The Institute, partially supported by a generous grant from the Robert W. Woodruff Foundation, is sponsored by the Council on Library and Information Resources, EDUCAUSE, and Emory University.
Hamson said, "It is an honor to be selected from among so many exceptional applicants and represent CUL at the Frye. My year-long practicum will focus on Columbia University’s Manhattanville expansion as a case study for the role of business intelligence in a university setting. Not only do I look forward to the personal enrichment that this program affords, but I also have the opportunity to apply what I will learn for Columbia’s benefit--and that is a very exciting prospect."

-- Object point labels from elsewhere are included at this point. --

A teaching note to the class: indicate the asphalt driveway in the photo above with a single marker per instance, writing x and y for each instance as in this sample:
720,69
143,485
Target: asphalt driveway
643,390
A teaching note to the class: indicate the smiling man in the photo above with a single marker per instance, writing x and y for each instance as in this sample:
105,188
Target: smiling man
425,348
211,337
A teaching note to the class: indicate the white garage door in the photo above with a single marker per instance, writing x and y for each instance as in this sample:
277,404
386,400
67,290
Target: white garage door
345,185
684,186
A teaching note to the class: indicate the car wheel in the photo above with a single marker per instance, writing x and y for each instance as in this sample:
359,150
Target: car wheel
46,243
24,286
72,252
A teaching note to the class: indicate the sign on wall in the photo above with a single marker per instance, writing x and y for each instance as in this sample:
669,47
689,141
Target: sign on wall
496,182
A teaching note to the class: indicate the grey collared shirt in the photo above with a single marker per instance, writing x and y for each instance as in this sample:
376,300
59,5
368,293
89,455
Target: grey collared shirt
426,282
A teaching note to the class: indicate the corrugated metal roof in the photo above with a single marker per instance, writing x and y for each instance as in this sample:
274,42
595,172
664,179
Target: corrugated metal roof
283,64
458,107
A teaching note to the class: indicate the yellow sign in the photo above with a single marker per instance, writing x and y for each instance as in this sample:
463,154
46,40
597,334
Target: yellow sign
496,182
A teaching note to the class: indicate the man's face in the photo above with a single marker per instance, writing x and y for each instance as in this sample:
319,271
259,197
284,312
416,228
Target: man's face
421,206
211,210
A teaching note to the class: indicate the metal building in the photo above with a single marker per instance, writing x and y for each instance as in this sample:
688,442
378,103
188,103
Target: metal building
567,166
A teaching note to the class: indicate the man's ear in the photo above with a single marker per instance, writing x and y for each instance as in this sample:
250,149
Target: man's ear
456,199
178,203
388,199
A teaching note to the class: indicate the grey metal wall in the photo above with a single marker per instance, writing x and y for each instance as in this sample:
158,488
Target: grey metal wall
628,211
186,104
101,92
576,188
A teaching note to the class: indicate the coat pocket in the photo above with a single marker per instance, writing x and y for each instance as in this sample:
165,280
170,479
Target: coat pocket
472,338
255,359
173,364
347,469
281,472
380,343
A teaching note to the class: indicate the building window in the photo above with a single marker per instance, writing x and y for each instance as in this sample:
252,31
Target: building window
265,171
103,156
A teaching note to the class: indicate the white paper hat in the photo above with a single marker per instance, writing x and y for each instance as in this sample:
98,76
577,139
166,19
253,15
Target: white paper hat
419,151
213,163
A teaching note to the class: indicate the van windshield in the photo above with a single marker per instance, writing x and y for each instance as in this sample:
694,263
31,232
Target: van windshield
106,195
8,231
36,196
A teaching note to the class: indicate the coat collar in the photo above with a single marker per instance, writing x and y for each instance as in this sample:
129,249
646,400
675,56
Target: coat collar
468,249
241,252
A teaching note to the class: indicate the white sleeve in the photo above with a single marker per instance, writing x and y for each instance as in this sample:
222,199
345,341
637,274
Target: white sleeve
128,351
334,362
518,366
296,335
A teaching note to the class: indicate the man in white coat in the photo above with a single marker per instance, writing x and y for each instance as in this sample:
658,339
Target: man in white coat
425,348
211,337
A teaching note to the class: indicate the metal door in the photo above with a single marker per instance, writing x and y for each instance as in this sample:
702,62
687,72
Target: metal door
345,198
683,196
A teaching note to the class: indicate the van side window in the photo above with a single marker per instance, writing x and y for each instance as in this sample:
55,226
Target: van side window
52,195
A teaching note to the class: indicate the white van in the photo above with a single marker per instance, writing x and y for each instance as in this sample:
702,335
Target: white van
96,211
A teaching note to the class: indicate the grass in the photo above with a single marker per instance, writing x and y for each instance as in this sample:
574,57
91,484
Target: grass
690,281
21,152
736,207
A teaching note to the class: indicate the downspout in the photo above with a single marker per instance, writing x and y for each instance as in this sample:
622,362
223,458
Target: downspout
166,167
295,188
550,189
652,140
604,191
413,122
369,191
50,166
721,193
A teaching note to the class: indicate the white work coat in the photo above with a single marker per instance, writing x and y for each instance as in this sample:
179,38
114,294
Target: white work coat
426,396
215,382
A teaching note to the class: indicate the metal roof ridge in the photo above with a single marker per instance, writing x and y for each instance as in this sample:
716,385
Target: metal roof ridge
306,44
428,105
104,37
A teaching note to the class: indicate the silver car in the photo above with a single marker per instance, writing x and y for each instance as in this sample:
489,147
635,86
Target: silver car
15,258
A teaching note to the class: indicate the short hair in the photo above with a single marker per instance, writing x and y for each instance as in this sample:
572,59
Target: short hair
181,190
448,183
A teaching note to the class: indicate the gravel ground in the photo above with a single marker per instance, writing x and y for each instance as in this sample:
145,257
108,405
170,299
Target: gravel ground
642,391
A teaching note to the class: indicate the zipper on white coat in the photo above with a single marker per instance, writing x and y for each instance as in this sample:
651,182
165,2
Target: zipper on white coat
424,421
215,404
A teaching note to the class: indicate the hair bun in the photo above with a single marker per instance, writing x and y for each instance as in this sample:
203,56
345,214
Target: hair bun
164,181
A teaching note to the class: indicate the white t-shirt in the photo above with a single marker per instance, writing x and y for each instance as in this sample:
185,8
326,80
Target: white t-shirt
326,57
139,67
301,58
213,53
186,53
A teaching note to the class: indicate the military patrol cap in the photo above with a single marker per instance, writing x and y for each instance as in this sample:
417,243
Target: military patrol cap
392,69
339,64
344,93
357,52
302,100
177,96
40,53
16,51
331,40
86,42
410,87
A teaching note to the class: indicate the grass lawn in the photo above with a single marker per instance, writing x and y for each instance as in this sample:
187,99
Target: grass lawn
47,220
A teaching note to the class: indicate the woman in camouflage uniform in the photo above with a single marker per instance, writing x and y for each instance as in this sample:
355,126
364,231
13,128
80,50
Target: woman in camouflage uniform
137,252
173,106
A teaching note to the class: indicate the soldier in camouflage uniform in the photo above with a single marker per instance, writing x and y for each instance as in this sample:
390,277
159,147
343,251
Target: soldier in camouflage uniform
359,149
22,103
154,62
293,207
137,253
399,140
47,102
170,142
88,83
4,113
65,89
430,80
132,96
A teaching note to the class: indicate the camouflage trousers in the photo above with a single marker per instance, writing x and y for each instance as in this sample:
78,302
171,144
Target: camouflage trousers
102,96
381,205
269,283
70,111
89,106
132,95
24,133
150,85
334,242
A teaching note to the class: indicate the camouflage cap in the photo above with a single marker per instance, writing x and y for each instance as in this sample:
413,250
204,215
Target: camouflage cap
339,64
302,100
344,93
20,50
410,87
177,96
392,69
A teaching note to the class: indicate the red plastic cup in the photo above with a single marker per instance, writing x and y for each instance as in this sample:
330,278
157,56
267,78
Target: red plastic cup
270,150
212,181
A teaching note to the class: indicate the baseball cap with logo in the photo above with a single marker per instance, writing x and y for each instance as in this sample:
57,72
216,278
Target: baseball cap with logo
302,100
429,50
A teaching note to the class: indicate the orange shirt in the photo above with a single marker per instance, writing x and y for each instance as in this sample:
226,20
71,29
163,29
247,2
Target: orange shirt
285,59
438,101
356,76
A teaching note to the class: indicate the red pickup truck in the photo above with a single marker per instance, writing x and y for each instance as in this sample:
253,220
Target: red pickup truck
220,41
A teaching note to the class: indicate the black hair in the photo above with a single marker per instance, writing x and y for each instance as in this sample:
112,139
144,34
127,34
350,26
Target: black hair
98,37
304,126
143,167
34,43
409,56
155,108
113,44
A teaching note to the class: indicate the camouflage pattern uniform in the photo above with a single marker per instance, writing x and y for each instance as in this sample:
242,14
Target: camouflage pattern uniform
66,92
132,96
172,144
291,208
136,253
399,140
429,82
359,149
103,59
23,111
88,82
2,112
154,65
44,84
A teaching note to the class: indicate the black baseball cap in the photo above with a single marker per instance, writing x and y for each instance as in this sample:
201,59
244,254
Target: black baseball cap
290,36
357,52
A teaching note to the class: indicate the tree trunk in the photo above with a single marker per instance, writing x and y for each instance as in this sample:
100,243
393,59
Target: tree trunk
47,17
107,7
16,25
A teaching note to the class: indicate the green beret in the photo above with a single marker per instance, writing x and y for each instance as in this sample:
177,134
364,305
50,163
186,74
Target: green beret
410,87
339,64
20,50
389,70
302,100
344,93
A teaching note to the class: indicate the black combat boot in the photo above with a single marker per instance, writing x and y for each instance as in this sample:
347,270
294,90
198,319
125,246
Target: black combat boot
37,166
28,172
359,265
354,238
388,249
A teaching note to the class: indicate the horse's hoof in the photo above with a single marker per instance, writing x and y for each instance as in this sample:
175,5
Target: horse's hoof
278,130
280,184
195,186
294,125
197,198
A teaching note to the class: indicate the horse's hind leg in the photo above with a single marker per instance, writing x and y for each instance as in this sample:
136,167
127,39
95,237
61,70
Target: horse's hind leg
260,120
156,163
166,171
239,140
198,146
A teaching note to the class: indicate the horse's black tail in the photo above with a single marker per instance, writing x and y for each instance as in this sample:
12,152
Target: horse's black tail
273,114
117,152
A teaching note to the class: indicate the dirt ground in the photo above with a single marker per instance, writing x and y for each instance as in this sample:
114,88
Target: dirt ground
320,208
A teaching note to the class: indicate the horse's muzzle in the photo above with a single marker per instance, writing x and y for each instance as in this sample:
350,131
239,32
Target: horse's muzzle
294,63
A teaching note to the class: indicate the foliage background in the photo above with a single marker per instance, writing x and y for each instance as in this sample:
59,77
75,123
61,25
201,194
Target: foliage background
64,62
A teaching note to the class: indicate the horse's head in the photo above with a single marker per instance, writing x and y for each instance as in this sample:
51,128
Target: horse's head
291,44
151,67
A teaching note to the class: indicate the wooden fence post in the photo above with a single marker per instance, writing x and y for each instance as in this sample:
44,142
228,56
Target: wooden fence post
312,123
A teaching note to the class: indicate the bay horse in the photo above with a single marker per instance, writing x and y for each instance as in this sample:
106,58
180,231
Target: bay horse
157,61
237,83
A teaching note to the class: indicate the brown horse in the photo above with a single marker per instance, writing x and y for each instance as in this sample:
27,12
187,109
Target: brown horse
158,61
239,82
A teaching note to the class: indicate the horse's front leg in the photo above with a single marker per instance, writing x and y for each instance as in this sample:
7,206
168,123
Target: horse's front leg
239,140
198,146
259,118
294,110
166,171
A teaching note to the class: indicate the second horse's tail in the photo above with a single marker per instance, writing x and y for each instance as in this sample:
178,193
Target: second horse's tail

Before becoming the Curator of Manuscripts and University Archives in 2004, Hamson worked at Princeton University where she served as Archivist for the University Archives Project (2002-2004) Prior to that Hamson worked at the Chemical Heritage Foundation in Philadelphia as Archivist (1999-2002) and Archives Assistant/Project Cataloger (1997-1999). She has served as Adjunct Lecturer at Camden County College, teaching courses in Ancient History and U.S. History (1993-2004). Hamson received her Master’s in American History from Rutgers University in 1995.
Columbia University Libraries is one of the top ten academic library systems in the nation, with 9.2 million volumes, over 65,650 serials, as well as extensive collections of electronic resources, manuscripts, rare books, microforms, and other nonprint formats. The collections and services are organized into 25 libraries, supporting specific academic or professional disciplines. Columbia Libraries employs more than 400 professional and support staff to assist faculty, students, and researchers in their academic endeavors. The Libraries’ website at http://www.columbia.edu/cu/lweb/ is a gateway to its print and electronic collections and to its services.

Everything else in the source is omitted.